Much is being made of a new paper in Nature Geoscience in which the authors recalculate “Emission budgets and pathways consistent with limiting warming to 1.5 °C.” Whether the authors are justified in their marginally optimistic conclusions — and there’s plenty of debate about that — there really isn’t much in the way of policy guidance here. Just look at this money quote in Nature:
“The Paris goal of 1.5 °C is not impossible — it’s just very, very difficult,” says lead author Richard Millar, a climate researcher at the University of Oxford, UK.
Or as Millar and his colleagues put in in their abstract:
Hence, limiting warming to 1.5 °C is not yet a geophysical impossibility, but is likely to require delivery on strengthened pledges for 2030 followed by challengingly deep and rapid mitigation.
Yes, well. Ahem. “Challengingly deep” isn’t exactly cause for breaking out the champagne, now, is it? But there is a policy lesson hiding elsewhere in this paper, regardless of just how mind-bendingly difficult it will be to keep temperatures and sea-level rise to manageable levels. What Millar et al. did was delve into the tricky world of short-term climate projections, which rely a heck of a lot on economic and technology factors.
The Nature story addresses the problem at the end.

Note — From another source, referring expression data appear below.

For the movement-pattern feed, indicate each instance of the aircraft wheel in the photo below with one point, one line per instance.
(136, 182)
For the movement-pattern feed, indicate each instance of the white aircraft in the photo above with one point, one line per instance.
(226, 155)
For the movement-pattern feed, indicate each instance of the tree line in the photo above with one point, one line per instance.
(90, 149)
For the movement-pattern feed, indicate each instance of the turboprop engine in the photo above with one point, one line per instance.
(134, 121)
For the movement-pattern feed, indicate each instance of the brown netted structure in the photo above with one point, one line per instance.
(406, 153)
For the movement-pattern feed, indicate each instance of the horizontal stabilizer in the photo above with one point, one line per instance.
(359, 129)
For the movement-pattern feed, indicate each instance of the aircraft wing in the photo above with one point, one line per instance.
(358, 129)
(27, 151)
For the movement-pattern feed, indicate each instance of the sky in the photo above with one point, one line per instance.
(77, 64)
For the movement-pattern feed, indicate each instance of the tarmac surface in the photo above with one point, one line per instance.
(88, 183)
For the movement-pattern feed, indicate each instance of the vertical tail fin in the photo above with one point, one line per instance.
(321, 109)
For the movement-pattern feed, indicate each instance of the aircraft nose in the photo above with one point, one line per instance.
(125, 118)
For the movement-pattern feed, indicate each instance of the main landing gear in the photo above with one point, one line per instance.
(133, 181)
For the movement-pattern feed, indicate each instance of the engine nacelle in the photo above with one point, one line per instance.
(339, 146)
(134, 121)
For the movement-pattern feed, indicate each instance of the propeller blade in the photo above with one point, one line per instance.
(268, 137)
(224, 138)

Uncertainty about the details of humanity’s carbon budget don’t matter so much when scientists are modelling the cumulative effect of greenhouse gases over the course of centuries. But fine details matter a great deal when researchers are looking at what level of greenhouse-gas emissions would bump warming to 1.5 °C, because, in that case, scientists’ goal is to tease out the precise effects of heat-trapping gases over a few decades.
“When we start thinking about really ambitious mitigation goals in the really near term, everything starts to matter,” Millar says.
Consider that last line for a second. “Everything starts to matter.” That would include factors like short-lived radiative forcing elements such as fugitive methane emissions. Plenty of climatologists who focus on long-term modeling tend to pooh-pooh the influence of the methane that escapes into the atmosphere before it’s turned into CO2 in gas-fired power plants. And that makes sense because methane turns into CO2 in a matter of a few decades, so why worry about it? It’s how countries like the US and the UK can claim to have reduced carbon footprints by converting from coal to natural gas.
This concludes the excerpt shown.